El escritor viaja buscando ese poema que vio desde la ventana del avión, poema flotante y vertiginoso. Su poema. El modo de conseguir deshacerse del pensamiento, de la consciencia de lo que para él es la injusticia, la desgracia, la tristeza, algo que le acompaña, la sombra omnipresente, de día, de noche también, sombra más oscura. Escribe, a veces, consigue verter alguna que otra palabra acertada, la acertada para algunos, que se sacian al pasar las páginas, que al menos no se sienten solos en su incapacidad, la incapacidad de los lectores, lectores que buscan en los libros lo que el escritor busca en su tinta. Por eso sigue escribiendo.

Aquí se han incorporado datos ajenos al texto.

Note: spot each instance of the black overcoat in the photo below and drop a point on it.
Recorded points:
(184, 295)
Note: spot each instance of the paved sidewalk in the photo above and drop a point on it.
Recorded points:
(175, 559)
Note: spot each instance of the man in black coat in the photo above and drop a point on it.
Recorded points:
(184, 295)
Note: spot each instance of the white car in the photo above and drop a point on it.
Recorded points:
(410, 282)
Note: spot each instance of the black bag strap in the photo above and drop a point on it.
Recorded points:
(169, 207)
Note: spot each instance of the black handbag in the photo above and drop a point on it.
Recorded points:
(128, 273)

Escribe, y escribe, y cada vez que escribe, es más consciente de su impotencia, y sigue escribiendo, en un mar desordenado de palabras y nubes y poemas y espejismos. Porque las lágrimas no calan ni manchan como la tinta, la voz no resuena en el tiempo, como las hojas, los ecos se funden, la voz se apaga, su último recurso es el puñal afilado que escupe tinta, el puñal que firma la sentencia de su propia muerte.

Y como ahora ocurre, de nuevo, inútil, de nuevo, incapaz. El escritor vuelve a escribir.